The module provides a few index implementations:

  • FaissIndex: Uses the Faiss library for fast nearest neighbor search.

  • HnswlibIndex: Uses the hnswlib library for fast nearest neighbor search.

  • PolarIndex: Transforms spatial coordinates into polar coordinates for indexing.

  • WhiteningIndex: Whitens the data before indexing.

class bocoel.corpora.indices.FaissIndex(embeddings: ndarray[Any, dtype[_ScalarType_co]], distance: str | Distance, *, normalize: bool = True, index_string: str, cuda: bool = False, batch_size: int = 64)[source]#

Faiss index. Uses the faiss library.

__init__(embeddings: ndarray[Any, dtype[_ScalarType_co]], distance: str | Distance, *, normalize: bool = True, index_string: str, cuda: bool = False, batch_size: int = 64) None[source]#

Initializes the Faiss index.

Parameters:
  • embeddings – The embeddings to index.

  • distance – The distance metric to use.

  • index_string – The index string to use.
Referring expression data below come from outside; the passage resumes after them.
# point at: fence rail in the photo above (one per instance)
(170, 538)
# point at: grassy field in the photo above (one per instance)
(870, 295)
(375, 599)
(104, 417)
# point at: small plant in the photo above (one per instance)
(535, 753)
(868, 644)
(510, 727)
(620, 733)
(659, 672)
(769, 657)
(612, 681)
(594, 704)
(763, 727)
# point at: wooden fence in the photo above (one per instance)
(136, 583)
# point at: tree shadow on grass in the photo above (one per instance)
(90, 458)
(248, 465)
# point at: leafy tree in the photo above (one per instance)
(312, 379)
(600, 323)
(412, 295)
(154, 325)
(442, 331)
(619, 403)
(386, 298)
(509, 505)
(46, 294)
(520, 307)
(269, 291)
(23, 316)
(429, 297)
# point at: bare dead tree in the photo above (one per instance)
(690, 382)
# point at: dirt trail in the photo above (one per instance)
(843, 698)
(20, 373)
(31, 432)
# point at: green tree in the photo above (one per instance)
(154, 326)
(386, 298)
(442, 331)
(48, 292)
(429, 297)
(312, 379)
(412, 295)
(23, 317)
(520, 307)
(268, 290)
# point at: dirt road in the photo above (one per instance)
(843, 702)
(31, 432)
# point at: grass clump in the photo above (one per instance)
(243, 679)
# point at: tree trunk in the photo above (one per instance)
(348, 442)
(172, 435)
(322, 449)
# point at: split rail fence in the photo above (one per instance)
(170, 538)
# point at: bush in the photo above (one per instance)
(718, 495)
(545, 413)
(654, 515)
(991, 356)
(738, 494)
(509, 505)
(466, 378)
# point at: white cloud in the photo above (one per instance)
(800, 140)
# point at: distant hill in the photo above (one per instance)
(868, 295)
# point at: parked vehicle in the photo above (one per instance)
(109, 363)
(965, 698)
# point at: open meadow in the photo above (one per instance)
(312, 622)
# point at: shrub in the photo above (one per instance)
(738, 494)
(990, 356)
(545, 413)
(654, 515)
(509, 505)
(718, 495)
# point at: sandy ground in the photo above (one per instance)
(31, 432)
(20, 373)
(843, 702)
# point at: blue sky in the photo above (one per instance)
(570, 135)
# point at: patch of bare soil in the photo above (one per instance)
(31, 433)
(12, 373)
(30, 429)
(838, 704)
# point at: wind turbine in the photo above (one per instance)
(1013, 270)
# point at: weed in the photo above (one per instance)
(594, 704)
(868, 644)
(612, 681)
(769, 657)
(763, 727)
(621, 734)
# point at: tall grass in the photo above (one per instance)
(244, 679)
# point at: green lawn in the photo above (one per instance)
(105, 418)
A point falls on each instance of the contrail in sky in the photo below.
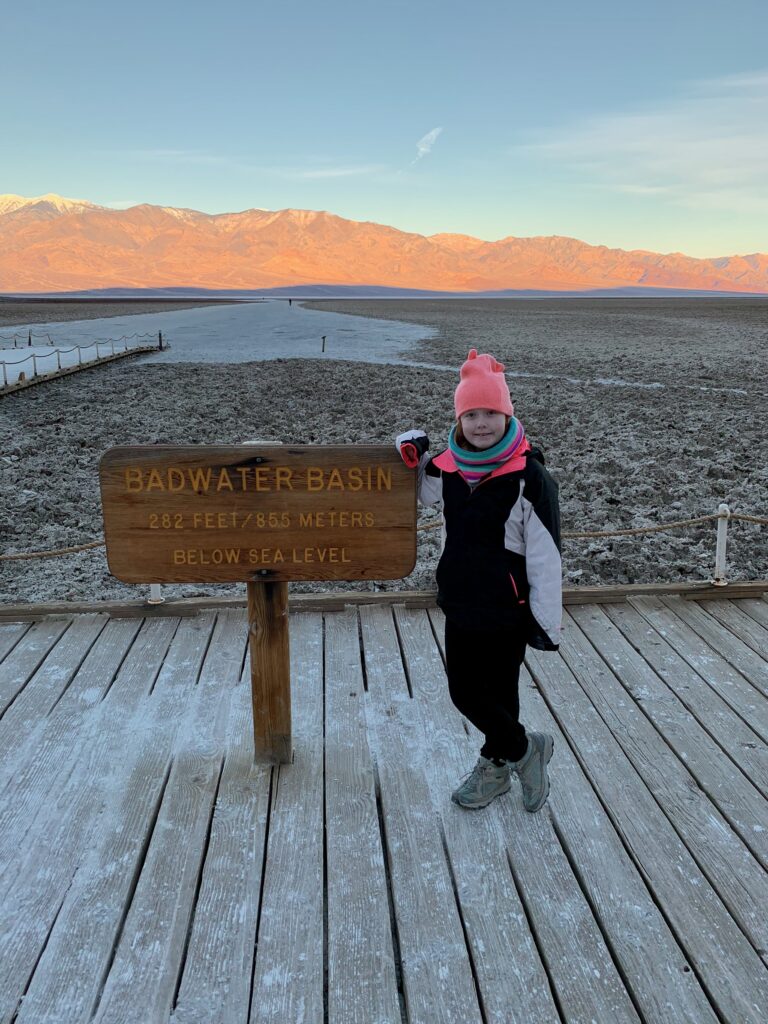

  • cuda – Whether to use CUDA.

  • batch_size – The batch size to use for searching.

property batch: int#

The batch size used for searching.

Returns:

The batch size.

property data: ndarray[Any, dtype[_ScalarType_co]]#

The underly data that the index is used for searching.

Note

This has the shape of [n, dims], where dims is the transformed space.

Returns:

The data.

property distance: Distance#

The distance metric used by the index.

Returns:

The distance metric.

property dims: int#

The number of dimensions that the query vector should be.

Returns:

The number of dimensions.

class bocoel.corpora.indices.HnswlibIndex(embeddings: ndarray[Any, dtype[_ScalarType_co]], distance: str | Distance, *, normalize: bool = True, threads: int = -1, batch_size: int = 64)[source]#

HNSWLIB index. Uses the hnswlib library.

Score is calculated slightly differently nmslib/hnswlib

__init__(embeddings: ndarray[Any, dtype[_ScalarType_co]], distance: str | Distance, *, normalize: bool = True, threads: int = -1, batch_size: int = 64) None[source]#

Initializes the HNSWLIB index.

Parameters:
  • embeddings – The embeddings to index.

  • distance – The distance metric to use.

  • normalize – Whether to normalize the embeddings.

  • threads – The number of threads to use.

  • batch_size – The batch size to use for searching.

Raises:

ValueError – If the distance is not supported.

property batch: int#

The batch size used for searching.

Returns:

The batch size.

property data: ndarray[Any, dtype[_ScalarType_co]]#

The underly data that the index is used for searching.

Note

This has the shape of [n, dims], where dims is the transformed space.

Returns:

The data.

property distance: Distance#

The distance metric used by the index.

Returns:

The distance metric.

class bocoel.corpora.indices.Boundary(bounds: ndarray[Any, dtype[_ScalarType_co]])[source]#

The boundary of embeddings in a corpus. The boundary is defined as a hyperrectangle in the embedding space.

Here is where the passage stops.